Part of my learning to love this conflict thing is that I love people to whom it is a dear and important part of their lives.  Part of it also is that in a physical sense I am the very epitome of a conflict battleground - an autoimmune disease is little more in some ways than a part of your body going in a different direction from the rest of you and trying to convince that remainder to do as it is doing.  And to love myself I must love this also.

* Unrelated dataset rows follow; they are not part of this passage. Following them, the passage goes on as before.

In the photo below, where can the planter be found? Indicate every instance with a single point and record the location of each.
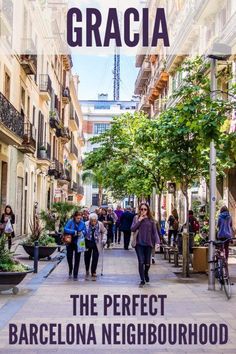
(44, 251)
(200, 259)
(10, 280)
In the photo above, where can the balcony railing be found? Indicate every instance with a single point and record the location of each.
(45, 83)
(74, 150)
(143, 75)
(29, 139)
(44, 151)
(10, 117)
(54, 119)
(28, 59)
(65, 95)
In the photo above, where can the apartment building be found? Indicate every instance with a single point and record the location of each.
(97, 117)
(40, 116)
(159, 77)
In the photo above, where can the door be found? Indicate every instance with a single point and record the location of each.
(19, 206)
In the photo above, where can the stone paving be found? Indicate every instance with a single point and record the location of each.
(188, 301)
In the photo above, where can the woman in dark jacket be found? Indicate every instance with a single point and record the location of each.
(225, 228)
(74, 227)
(8, 215)
(125, 225)
(147, 238)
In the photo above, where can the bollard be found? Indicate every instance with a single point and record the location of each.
(185, 243)
(36, 256)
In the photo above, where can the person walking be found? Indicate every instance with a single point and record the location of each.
(173, 222)
(193, 223)
(76, 228)
(225, 228)
(110, 222)
(147, 238)
(96, 238)
(8, 216)
(119, 213)
(125, 225)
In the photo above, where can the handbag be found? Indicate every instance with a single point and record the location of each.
(8, 228)
(134, 239)
(81, 244)
(66, 239)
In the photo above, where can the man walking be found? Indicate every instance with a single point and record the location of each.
(118, 213)
(126, 221)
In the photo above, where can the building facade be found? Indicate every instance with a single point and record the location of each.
(159, 77)
(97, 117)
(40, 118)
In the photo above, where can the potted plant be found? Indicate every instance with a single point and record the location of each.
(47, 245)
(43, 152)
(12, 272)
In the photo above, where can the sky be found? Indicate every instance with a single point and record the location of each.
(96, 76)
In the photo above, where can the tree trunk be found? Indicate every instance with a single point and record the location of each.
(159, 208)
(185, 238)
(100, 195)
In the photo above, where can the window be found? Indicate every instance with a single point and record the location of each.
(7, 86)
(100, 128)
(33, 117)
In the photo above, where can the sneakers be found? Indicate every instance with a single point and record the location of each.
(94, 277)
(141, 284)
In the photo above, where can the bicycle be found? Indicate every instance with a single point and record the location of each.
(221, 266)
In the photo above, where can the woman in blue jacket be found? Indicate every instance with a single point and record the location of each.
(76, 228)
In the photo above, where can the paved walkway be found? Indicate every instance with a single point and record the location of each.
(188, 301)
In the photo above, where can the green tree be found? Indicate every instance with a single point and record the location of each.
(94, 177)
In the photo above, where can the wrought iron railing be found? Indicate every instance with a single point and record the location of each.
(10, 117)
(74, 149)
(45, 83)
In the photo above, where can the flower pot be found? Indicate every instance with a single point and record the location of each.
(9, 280)
(44, 251)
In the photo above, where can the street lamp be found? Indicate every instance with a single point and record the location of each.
(219, 51)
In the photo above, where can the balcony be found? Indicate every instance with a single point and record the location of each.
(44, 154)
(63, 134)
(28, 60)
(45, 87)
(29, 139)
(65, 95)
(12, 122)
(55, 169)
(144, 104)
(67, 61)
(73, 152)
(74, 120)
(143, 75)
(54, 120)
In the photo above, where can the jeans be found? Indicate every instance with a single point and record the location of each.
(174, 233)
(117, 233)
(144, 260)
(92, 251)
(127, 235)
(72, 251)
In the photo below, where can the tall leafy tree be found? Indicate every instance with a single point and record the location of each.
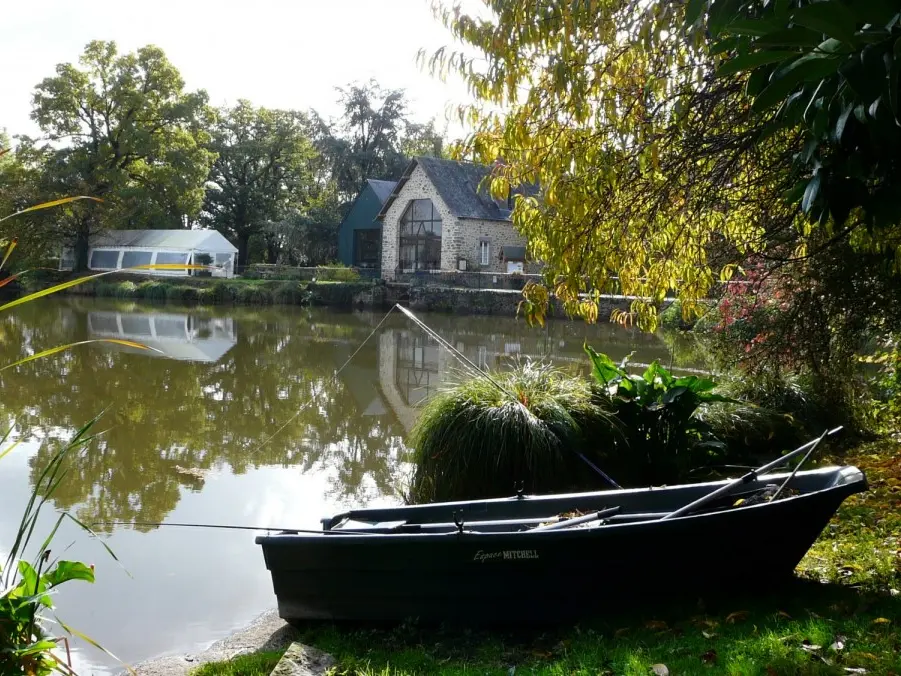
(120, 127)
(263, 173)
(374, 137)
(657, 159)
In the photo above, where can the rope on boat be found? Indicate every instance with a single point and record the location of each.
(331, 380)
(484, 374)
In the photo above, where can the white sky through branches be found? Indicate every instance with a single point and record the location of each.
(276, 53)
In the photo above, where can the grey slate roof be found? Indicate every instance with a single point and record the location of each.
(460, 186)
(382, 189)
(203, 240)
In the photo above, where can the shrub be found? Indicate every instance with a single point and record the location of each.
(252, 294)
(663, 437)
(223, 292)
(126, 290)
(183, 294)
(475, 440)
(153, 290)
(288, 293)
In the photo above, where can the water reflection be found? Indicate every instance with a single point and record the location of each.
(183, 437)
(186, 337)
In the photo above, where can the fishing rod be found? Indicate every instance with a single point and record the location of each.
(479, 372)
(219, 526)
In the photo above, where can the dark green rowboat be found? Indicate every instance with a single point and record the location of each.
(514, 559)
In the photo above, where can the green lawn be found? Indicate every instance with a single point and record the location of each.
(256, 664)
(842, 617)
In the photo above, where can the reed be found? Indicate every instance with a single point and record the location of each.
(477, 440)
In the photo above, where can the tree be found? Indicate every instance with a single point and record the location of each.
(123, 129)
(374, 138)
(263, 171)
(653, 165)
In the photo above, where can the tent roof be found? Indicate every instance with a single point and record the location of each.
(382, 189)
(461, 186)
(204, 240)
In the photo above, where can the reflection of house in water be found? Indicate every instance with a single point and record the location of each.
(412, 367)
(185, 337)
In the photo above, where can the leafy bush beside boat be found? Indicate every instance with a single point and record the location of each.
(536, 426)
(663, 437)
(488, 435)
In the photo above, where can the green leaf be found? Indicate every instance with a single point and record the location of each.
(810, 194)
(831, 18)
(673, 394)
(796, 36)
(65, 571)
(753, 60)
(893, 77)
(808, 67)
(693, 11)
(842, 122)
(753, 27)
(720, 14)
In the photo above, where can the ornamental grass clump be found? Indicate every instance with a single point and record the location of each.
(490, 435)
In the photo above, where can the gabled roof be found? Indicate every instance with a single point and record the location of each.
(460, 185)
(204, 240)
(382, 189)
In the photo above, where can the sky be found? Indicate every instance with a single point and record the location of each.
(276, 53)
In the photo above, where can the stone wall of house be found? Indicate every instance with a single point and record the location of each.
(469, 235)
(418, 187)
(460, 238)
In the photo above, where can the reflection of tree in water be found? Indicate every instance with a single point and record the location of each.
(165, 415)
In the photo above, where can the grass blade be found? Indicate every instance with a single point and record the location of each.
(9, 448)
(9, 250)
(88, 639)
(61, 348)
(52, 203)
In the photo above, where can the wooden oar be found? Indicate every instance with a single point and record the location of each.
(747, 478)
(568, 523)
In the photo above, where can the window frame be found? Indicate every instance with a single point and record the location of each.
(424, 236)
(484, 252)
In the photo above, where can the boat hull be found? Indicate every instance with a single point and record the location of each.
(540, 576)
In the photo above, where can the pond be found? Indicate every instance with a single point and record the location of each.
(237, 419)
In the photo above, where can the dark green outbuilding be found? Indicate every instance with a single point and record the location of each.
(360, 234)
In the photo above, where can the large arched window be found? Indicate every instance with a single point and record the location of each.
(420, 237)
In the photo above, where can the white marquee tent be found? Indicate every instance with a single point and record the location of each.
(119, 249)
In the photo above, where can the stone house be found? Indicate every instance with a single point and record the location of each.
(360, 234)
(440, 217)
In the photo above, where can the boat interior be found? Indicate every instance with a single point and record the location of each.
(586, 510)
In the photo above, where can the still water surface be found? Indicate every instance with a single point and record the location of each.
(183, 434)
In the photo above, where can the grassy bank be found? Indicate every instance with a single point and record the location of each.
(842, 616)
(207, 291)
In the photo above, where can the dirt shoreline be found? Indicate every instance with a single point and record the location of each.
(266, 632)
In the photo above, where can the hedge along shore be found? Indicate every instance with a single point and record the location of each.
(363, 294)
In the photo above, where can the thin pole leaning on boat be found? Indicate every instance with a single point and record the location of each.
(568, 523)
(747, 478)
(222, 526)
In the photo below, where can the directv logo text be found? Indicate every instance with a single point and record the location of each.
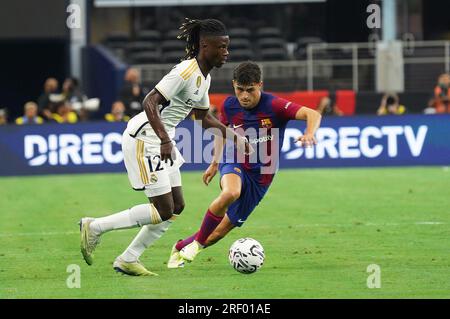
(354, 142)
(65, 149)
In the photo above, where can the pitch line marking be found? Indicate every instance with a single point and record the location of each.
(425, 223)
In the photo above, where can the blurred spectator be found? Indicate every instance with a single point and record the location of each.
(43, 101)
(390, 105)
(30, 115)
(3, 117)
(117, 113)
(64, 113)
(72, 92)
(328, 106)
(440, 101)
(214, 110)
(132, 93)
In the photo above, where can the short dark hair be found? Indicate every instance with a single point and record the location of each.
(247, 73)
(192, 30)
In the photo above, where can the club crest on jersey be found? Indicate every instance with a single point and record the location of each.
(266, 123)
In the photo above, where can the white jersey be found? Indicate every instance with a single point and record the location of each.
(185, 88)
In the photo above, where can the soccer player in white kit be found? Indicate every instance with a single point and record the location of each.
(151, 158)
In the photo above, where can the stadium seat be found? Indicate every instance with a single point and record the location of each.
(242, 33)
(301, 45)
(271, 43)
(172, 45)
(238, 44)
(273, 54)
(144, 57)
(173, 56)
(171, 35)
(268, 33)
(148, 35)
(117, 37)
(241, 55)
(140, 46)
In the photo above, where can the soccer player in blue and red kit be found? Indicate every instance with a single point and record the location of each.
(262, 117)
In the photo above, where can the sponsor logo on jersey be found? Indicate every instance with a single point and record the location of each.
(266, 123)
(261, 139)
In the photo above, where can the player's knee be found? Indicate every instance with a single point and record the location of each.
(178, 208)
(230, 196)
(165, 209)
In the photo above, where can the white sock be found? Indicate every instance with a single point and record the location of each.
(145, 238)
(134, 217)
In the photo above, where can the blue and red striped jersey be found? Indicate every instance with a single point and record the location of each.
(264, 127)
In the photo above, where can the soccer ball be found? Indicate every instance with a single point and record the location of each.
(246, 255)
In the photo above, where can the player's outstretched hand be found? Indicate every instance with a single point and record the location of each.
(166, 152)
(210, 172)
(307, 140)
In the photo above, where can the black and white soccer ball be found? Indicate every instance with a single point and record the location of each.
(246, 255)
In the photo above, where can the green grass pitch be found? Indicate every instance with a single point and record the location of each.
(320, 228)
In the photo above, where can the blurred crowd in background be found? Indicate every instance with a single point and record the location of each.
(68, 103)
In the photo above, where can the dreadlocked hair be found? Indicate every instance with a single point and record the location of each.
(192, 30)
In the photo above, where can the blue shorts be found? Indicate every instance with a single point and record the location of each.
(251, 194)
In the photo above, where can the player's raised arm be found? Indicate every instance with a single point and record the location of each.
(312, 119)
(151, 106)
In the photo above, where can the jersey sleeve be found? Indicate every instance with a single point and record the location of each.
(171, 84)
(284, 109)
(203, 104)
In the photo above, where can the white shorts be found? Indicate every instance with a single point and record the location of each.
(145, 170)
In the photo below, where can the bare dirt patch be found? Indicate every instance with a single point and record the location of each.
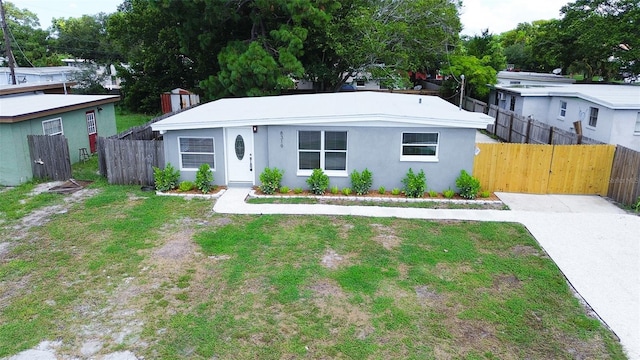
(524, 250)
(386, 236)
(332, 260)
(506, 283)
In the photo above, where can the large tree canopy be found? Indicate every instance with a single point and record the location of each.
(255, 47)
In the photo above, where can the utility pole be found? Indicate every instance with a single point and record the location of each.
(7, 45)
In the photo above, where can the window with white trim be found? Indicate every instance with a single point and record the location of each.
(563, 109)
(196, 151)
(419, 146)
(52, 127)
(593, 117)
(326, 150)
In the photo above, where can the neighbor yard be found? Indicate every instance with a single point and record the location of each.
(112, 268)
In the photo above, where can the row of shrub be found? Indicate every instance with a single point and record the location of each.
(168, 179)
(415, 184)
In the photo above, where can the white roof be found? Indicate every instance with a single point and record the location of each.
(611, 96)
(350, 108)
(45, 70)
(16, 106)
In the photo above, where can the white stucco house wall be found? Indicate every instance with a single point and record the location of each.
(609, 113)
(386, 133)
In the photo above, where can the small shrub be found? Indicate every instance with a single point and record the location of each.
(204, 178)
(448, 193)
(414, 184)
(270, 179)
(467, 185)
(318, 182)
(361, 181)
(186, 186)
(166, 179)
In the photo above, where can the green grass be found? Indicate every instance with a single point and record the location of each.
(203, 285)
(126, 120)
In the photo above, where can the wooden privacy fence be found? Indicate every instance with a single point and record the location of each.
(131, 161)
(49, 157)
(544, 169)
(624, 186)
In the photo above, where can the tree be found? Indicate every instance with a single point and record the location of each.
(487, 47)
(600, 36)
(85, 38)
(29, 43)
(478, 75)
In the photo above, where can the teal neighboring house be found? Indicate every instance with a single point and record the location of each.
(46, 109)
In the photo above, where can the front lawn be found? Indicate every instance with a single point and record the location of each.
(165, 278)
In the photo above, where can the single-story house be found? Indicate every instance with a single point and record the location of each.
(386, 133)
(28, 110)
(609, 113)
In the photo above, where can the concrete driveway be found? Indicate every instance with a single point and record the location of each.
(594, 243)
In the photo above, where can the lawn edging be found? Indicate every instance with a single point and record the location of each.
(254, 194)
(191, 196)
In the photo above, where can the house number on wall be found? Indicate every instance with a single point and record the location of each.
(239, 147)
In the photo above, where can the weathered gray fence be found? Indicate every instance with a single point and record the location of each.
(128, 157)
(49, 157)
(131, 161)
(515, 128)
(624, 185)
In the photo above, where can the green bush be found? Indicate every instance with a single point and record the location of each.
(186, 186)
(318, 182)
(361, 181)
(166, 179)
(448, 193)
(270, 179)
(468, 186)
(415, 184)
(204, 178)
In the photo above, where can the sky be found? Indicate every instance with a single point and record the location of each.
(496, 15)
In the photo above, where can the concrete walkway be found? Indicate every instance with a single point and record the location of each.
(595, 244)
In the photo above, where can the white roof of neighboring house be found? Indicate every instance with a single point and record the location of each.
(611, 96)
(47, 70)
(533, 77)
(361, 108)
(17, 108)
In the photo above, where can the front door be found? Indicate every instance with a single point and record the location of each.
(92, 130)
(239, 156)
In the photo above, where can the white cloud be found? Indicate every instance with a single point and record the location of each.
(500, 16)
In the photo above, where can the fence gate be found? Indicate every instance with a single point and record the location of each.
(49, 157)
(544, 169)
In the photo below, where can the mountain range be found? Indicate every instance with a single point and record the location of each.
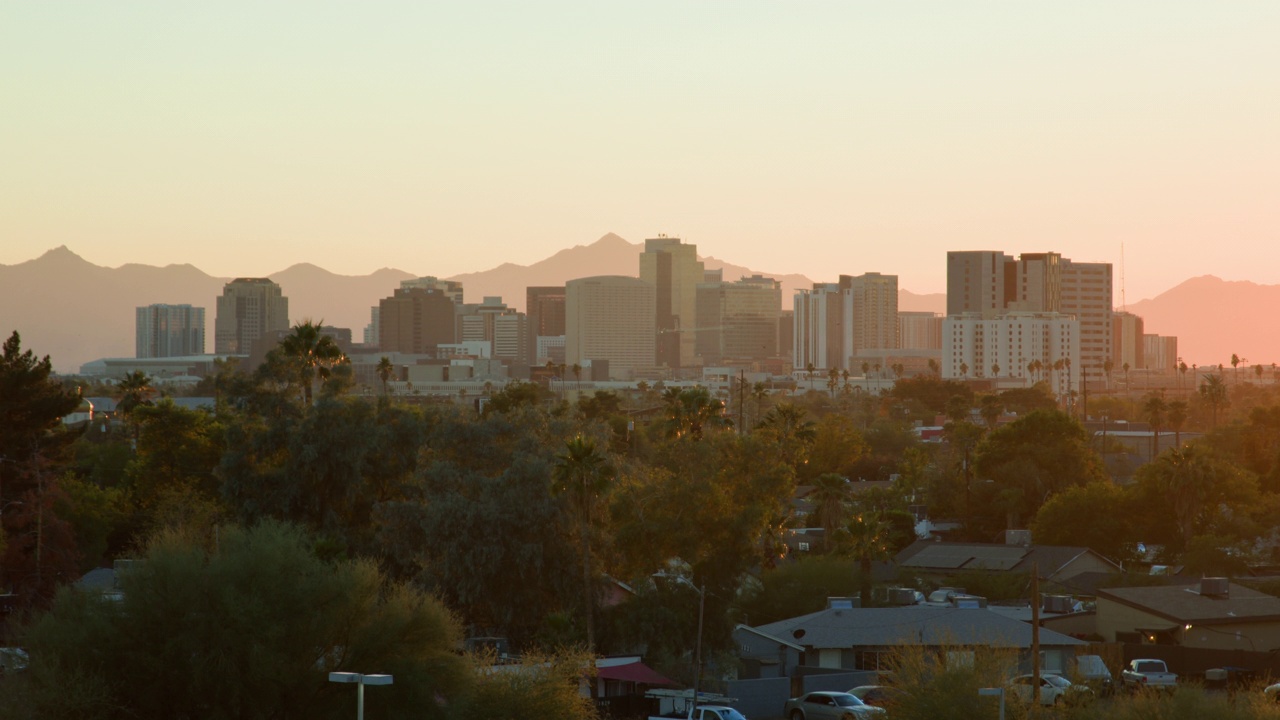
(76, 311)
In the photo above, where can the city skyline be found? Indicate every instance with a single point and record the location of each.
(791, 140)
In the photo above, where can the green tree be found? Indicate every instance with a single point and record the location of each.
(1096, 515)
(311, 355)
(1155, 410)
(1033, 458)
(583, 473)
(37, 545)
(385, 370)
(246, 629)
(135, 391)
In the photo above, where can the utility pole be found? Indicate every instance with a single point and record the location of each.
(1036, 679)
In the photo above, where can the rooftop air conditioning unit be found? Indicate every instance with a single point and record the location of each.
(1215, 587)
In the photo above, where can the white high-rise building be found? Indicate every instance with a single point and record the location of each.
(611, 318)
(1023, 346)
(170, 331)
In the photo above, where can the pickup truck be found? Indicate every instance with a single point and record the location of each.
(704, 712)
(1148, 674)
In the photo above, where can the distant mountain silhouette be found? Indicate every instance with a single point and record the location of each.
(1214, 318)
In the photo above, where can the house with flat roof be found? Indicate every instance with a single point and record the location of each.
(1210, 614)
(864, 638)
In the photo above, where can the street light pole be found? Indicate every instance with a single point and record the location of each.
(361, 680)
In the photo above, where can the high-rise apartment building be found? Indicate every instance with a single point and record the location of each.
(611, 318)
(1016, 345)
(416, 320)
(449, 288)
(919, 331)
(1128, 346)
(739, 320)
(869, 314)
(992, 282)
(545, 310)
(1160, 352)
(248, 309)
(673, 270)
(170, 331)
(819, 328)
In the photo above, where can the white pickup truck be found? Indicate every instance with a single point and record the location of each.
(1146, 673)
(704, 712)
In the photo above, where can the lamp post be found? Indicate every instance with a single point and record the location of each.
(361, 680)
(698, 647)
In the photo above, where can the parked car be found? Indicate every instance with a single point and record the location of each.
(1093, 673)
(1146, 673)
(830, 706)
(1272, 692)
(1054, 689)
(878, 696)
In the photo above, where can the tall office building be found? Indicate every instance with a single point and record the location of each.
(1005, 346)
(739, 320)
(545, 310)
(170, 331)
(449, 288)
(416, 320)
(673, 269)
(919, 331)
(818, 328)
(992, 282)
(248, 309)
(869, 314)
(611, 318)
(1087, 294)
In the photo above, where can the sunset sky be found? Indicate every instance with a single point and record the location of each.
(812, 137)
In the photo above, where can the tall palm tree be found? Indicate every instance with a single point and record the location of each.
(384, 370)
(311, 355)
(135, 390)
(583, 473)
(1176, 415)
(1214, 391)
(830, 502)
(868, 541)
(1155, 410)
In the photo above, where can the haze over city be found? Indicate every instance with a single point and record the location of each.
(819, 139)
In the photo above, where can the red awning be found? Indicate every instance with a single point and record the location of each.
(632, 673)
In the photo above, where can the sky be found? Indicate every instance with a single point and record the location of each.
(808, 137)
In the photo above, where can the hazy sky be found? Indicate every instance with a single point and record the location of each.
(813, 137)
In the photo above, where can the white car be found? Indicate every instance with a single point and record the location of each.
(1054, 689)
(830, 706)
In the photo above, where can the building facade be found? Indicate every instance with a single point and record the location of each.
(611, 318)
(169, 331)
(675, 272)
(416, 320)
(248, 309)
(1016, 346)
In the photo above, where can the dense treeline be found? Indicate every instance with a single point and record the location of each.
(525, 513)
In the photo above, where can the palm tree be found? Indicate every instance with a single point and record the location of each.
(868, 541)
(1176, 415)
(1214, 391)
(385, 370)
(583, 473)
(1155, 410)
(135, 390)
(311, 354)
(830, 502)
(693, 410)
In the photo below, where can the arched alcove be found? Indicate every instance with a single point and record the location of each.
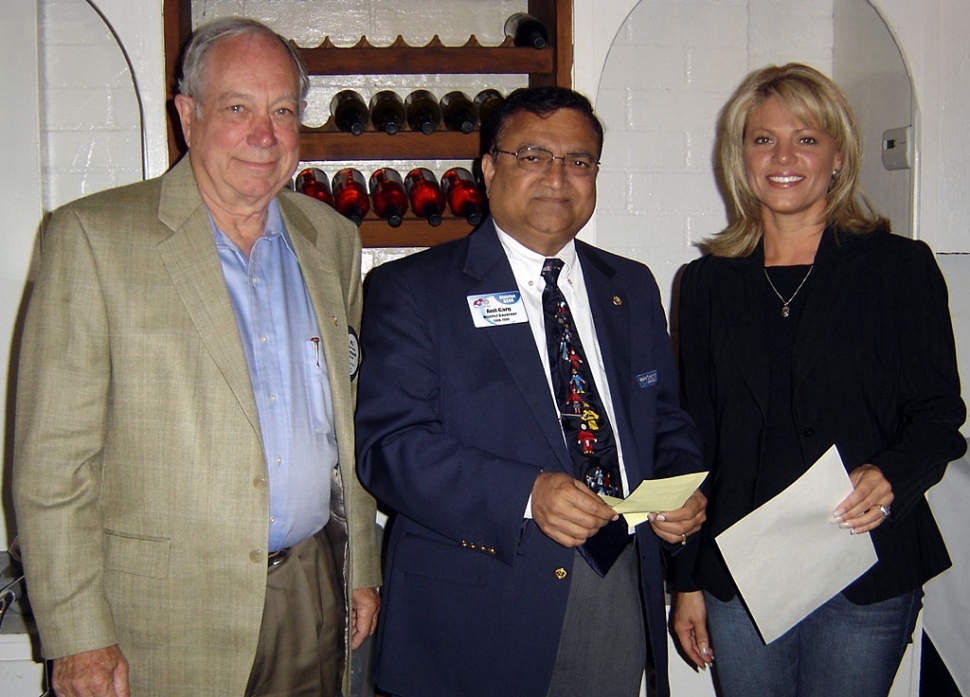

Mainly though, I have come to understand that conflict is not fighting.  It does not have to have a destructive or uneven or disrespectful agenda.  It can just be a healthy clash of differences, as we so often observe in non-human (and sometimes human) nature.  Respect is the key.  We may absolutely deeply truly incontrovertibly freakin' KNOW we are right but without respecting another's right to disagree there is no avoiding useless, destructive and distracting unpleasantness.  Besides, you could be wrong.  I have been.

I still have all the old skills and habits of conflict avoidance, and occasionally they pop up on auto-pilot in inapproriate situations, but that's OK.  It's good for me to know I am mostly past that, and that I still have a kick-ass armoury of anti-conflct, peacenik type weapony tools at my disposal when I need them.

It is a strange love, this love of difference, but without it, wouldn't life be just that little bit too juiceless?

Feel free to take issue with any of this, of course :-)

1 comment:

  1. I LOVE to read your writing. I try to imagine, in my american brain, you saying it with that lovely australian accent - even though i know your speaking is on the decline. respect is the key - yes! and perhaps having the opportunity to know others better by listening to their differentness? oh, and btw, most of us Christians believe Jesus was without sin… at least the ones i know.
    my favorite sentence in your above post: "I still have a ick-ass armoury of anti-conflict, peacenik type weapony tools at my disposal when I need them." made me smile a big smile. You sound like a fun guy to know.